Der Versuch des Prinzen, vom Oberförster Hartlieb aus der Jagdamtskasse eine Summe zu erhalten, hatte ein klägliches Resultat: gegen Quittung erhielt Emil den für seine Zwecke lumpigen Betrag von hundert Kronen.
In dieser Not stellte sich der Gedanke an Pater Wilfrid ein. Den liebenswürdigen Benediktiner als Pumpquelle hatte Emil ja schon einmal ins Auge genommen, die Ankunft und kurze Anwesenheit Isottas aber die Ausführung des Pumpversuches vereitelt.
Um jedes Aufsehen zu vermeiden, verzichtete der Prinz auf den Wagen, wie ein Dieb schlich er davon und eilte nach Admont. Und glücklich traf er den Pater, Gastmeister und Pfarrer in der Zelle des Stiftes an.
Emil platzte heraus: »Gott sei Dank, daß ich Sie noch rechtzeitig erwischt habe! Ich muß nämlich in dringendster Angelegenheit verreisen, – Ehrensache – habe aber zuwenig Moneten! Darf Mama nicht behelligen, ansonsten kommt sie mir zu früh auf gewisse Schliche! In dieser Verlegenheit muß mir unser lieber Hofpfarrer aushelfen! Ich rufe also in Not und Verlegenheit: hilf, heiliger Wilfrid!«
Freundlich bot er Emil fünfhundert Kronen an. »Wenn Durchlaucht damit gedient ist!«
»Oh, sehr angenehm! Hochwürden verpflichten mich zu besonderem Danke! Meine Situation ist derart mißlich, daß sie mich zwingt, Ihr liebenswürdiges Angebot anzunehmen wider bessere Einsicht, gegen Anstand und Sitte! Heillos unangenehme Situation! Verzeihen Sie meine Ungezogenheit, entschuldigen Sie in Gnaden meine Frechheit! Sie wissen ja: in der Not frißt der Teufel Fliegen! Der Prinz von Schwarzenstein auch! Also helfen Sie mir mit den fünfhundert Kronen aus der Not! Ich muß sie haben! Wegen Zinsen und Rückzahlung …«
»Bitte, jedes weitere Wort ist überflüssig! Ecco!« Damit gab Wilfrid dem Prinzen die Scheine, die Emil sofort in der Westentasche verschwinden ließ.

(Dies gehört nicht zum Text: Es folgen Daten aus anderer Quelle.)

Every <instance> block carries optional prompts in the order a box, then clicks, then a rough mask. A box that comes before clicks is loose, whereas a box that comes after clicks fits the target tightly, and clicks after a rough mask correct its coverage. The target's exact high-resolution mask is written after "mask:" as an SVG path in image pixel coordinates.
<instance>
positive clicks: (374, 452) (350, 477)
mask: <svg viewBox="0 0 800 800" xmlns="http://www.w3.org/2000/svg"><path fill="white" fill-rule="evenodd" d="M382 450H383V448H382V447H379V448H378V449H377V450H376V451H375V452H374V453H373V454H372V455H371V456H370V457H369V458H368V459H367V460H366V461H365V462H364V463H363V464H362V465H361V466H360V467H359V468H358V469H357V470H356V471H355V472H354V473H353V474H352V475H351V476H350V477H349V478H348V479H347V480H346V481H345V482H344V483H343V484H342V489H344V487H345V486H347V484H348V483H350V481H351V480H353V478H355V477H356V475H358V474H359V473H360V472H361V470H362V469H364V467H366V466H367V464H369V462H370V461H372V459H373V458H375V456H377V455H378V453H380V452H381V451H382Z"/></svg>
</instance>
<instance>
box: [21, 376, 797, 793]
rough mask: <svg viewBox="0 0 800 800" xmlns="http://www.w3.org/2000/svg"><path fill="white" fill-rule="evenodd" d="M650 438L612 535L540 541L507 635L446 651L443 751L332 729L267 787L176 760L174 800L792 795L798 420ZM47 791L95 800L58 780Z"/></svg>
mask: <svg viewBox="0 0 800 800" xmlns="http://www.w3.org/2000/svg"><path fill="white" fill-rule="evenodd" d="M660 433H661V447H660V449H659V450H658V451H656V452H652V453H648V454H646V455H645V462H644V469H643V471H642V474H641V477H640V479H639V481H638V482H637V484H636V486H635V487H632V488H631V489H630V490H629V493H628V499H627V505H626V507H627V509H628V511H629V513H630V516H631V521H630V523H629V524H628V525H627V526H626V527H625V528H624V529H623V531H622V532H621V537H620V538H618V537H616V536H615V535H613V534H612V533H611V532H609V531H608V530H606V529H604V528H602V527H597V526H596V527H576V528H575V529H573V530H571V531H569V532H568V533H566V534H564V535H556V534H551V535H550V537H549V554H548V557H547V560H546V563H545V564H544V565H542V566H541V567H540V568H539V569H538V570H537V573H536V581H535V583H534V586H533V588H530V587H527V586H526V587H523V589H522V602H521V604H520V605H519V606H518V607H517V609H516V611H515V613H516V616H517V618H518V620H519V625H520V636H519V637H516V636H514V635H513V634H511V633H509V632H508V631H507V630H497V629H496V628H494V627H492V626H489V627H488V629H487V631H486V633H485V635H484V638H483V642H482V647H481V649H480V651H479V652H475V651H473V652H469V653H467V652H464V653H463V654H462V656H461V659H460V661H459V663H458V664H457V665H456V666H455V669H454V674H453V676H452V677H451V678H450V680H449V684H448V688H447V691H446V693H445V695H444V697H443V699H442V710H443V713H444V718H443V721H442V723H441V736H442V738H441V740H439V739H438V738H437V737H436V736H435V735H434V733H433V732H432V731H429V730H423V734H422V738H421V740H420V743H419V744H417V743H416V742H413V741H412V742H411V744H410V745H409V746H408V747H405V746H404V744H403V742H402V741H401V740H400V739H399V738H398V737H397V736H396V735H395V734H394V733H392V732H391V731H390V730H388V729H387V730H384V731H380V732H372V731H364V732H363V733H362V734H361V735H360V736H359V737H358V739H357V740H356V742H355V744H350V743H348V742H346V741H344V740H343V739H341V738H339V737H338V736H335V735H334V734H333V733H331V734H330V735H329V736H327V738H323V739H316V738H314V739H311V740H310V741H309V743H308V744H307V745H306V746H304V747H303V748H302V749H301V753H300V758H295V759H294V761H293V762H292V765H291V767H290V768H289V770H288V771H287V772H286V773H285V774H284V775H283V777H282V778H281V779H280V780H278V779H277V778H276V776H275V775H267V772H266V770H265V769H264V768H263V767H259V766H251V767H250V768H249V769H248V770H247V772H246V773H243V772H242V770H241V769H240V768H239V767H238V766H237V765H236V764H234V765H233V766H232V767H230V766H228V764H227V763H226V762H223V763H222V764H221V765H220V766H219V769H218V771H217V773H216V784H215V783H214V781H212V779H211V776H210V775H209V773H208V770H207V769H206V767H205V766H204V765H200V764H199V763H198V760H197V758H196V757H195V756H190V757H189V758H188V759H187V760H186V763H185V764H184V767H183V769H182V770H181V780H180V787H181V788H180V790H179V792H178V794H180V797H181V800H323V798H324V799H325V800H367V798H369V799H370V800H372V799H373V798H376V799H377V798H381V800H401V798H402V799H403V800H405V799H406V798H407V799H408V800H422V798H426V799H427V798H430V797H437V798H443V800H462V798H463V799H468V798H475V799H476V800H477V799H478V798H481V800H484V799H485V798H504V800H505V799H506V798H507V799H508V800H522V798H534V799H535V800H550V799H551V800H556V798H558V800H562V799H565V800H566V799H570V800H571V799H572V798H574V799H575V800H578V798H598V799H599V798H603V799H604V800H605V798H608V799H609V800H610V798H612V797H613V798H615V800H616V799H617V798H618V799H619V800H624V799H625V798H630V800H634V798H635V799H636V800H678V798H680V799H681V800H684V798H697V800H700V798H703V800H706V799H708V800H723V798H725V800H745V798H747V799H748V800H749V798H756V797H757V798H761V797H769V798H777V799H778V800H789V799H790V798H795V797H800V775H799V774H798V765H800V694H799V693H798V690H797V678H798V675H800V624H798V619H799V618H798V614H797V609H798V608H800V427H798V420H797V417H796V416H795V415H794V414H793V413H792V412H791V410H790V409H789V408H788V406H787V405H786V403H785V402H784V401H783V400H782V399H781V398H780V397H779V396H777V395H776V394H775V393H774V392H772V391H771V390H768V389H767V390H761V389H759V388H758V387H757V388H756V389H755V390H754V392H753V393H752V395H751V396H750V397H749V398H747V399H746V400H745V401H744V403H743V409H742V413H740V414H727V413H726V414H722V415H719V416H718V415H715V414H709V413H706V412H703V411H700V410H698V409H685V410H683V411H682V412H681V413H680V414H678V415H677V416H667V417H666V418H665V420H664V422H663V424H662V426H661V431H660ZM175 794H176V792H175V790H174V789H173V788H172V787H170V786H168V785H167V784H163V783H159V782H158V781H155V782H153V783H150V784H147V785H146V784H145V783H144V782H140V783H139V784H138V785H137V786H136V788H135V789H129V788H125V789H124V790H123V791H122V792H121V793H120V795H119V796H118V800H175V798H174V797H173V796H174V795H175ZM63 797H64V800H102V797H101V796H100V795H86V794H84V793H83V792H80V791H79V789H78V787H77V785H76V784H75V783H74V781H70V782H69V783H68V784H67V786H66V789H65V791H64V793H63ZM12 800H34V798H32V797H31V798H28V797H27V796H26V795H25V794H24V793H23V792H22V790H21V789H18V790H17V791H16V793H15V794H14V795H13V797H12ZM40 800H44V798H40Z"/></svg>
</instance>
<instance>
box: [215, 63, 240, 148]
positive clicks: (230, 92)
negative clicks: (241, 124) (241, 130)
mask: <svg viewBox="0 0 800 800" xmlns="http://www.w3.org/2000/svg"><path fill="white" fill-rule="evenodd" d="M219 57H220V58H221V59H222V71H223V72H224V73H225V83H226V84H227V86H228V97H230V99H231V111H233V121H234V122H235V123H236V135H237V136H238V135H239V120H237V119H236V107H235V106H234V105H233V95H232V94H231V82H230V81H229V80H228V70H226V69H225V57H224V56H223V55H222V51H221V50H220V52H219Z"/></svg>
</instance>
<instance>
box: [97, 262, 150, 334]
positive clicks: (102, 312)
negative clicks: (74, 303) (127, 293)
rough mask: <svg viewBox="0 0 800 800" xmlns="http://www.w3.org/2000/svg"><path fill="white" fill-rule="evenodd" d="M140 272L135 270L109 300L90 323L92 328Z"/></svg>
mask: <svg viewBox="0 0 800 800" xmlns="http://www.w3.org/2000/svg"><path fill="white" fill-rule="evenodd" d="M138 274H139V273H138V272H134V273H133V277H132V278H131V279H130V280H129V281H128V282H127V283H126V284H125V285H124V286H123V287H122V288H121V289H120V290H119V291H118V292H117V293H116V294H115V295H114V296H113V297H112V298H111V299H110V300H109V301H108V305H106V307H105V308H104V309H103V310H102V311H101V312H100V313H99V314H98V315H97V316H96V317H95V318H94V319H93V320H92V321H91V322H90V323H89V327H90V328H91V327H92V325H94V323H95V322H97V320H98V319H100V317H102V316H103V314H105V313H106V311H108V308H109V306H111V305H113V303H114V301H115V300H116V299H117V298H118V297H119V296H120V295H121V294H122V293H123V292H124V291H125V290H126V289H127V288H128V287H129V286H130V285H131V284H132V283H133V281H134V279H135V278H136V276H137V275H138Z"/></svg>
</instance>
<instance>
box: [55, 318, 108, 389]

»Vergelt's Gott vieltausendmal für diese Hilfe in der Not!« Mit einem kräftigen Händedruck verabschiedete sich der Prinz vom gefälligen Priester.
Ohne das geringste Gepäck fuhr Emil mit dem Mittagszuge von Admont nach Selztal, wo er den Schnellzug nach dem Süden benutzte. Und in Udine gab er ein Telegramm an Mama auf des Inhaltes, daß er genötigt sei, in dringender Angelegenheit für einige Zeit zu verreisen.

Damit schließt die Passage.